Gender Equality Monitor (GEM)

Date: 01/2020 - 06/2024
Funding: ANR
Call: AAPG2019
Partners: INA, LIMSI, Carism, Deezer, LERASS, ENS Lyon
URL: https://lium.univ-lemans.fr/en/gem/


Media and society have an intricate relationship. Descriptive, the media are also prescriptive and shape our perception of the world. The GEM project aims to describe the differences in representation and treatment between women and men in the media, based on the automatic analysis of large volumes of data in French contained in the INA and Deezer collections: TV, radio, print media and music collections.

The ambition of this project is to conduct the largest study ever carried out on the place of men and women in the media, based on the analysis of several million documents sampled over a period of more than 80 years. This study is made possible by the extensive collections of audiovisual documents held by INA and Deezer, as well as by recent advances in ICST: speech processing, artificial vision, automatic language processing. The completion of this study requires the definition of a set of indicators representing differences in treatment and representation, the implementation of a technological basis for automatically estimating these indicators and, finally, the questioning of the reception and contextualization of the analyses carried out using qualitative approaches.
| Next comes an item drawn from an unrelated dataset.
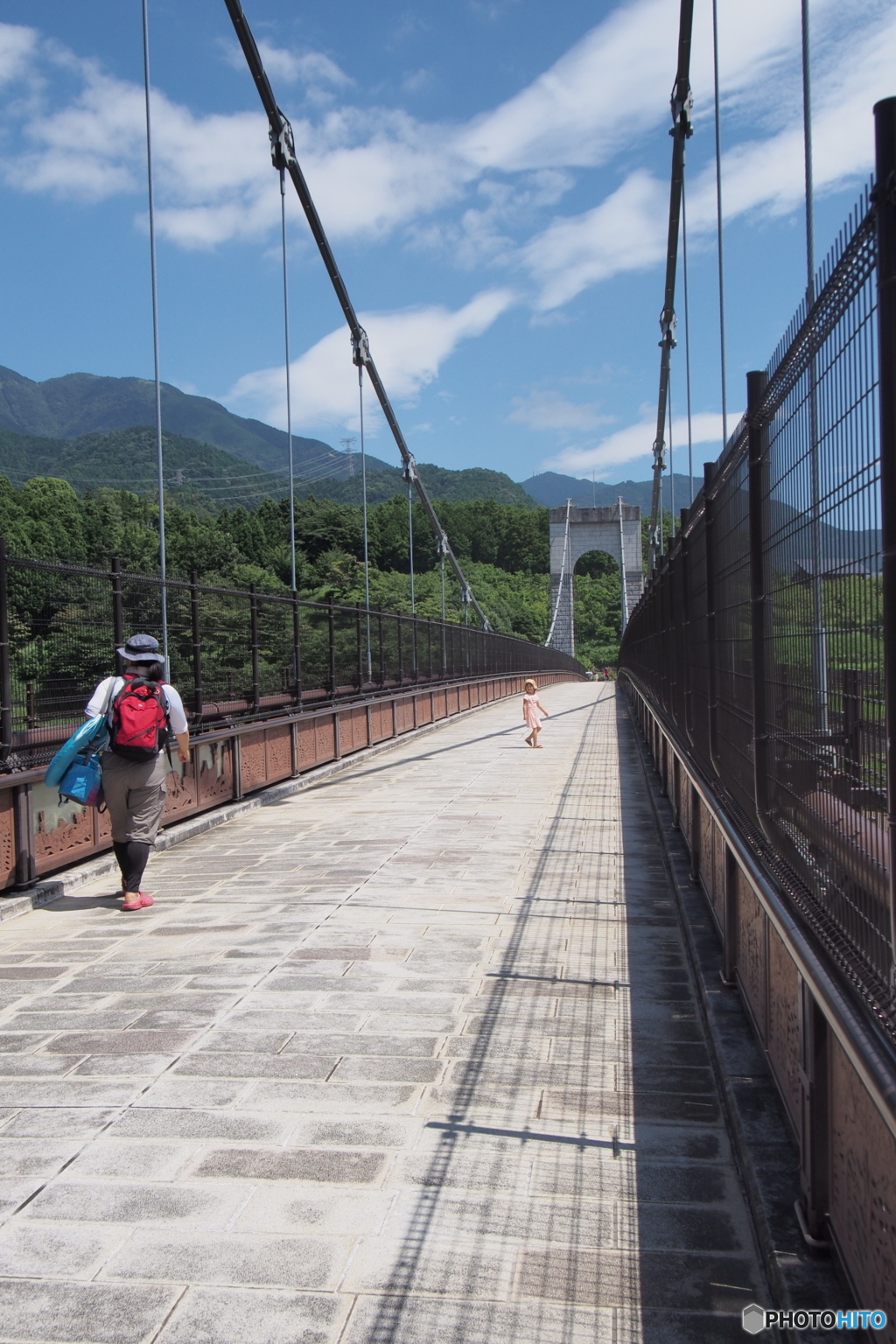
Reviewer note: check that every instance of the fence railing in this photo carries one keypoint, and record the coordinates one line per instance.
(236, 656)
(760, 634)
This large-scale quantitative approach aims to create new knowledge in the human sciences, to assess the evolution of differences in the representation of women and men over time and between different types of materials, in order to objectify some of the citizen debates on gender equality in the media. This automatic description of men and women representation responds to societal as well as industrial challenges: estimating the impact of actions aimed at a more equitable representation of the sexes in the programmes broadcast, exploring and enhancing large digital collections, improving the performance of automatic systems and studying borderline cases. The extraction of indicators of gender difference in treatment requires the removal of technological and methodological obstacles, contributing to advances in the state of the art in ICST and SHS.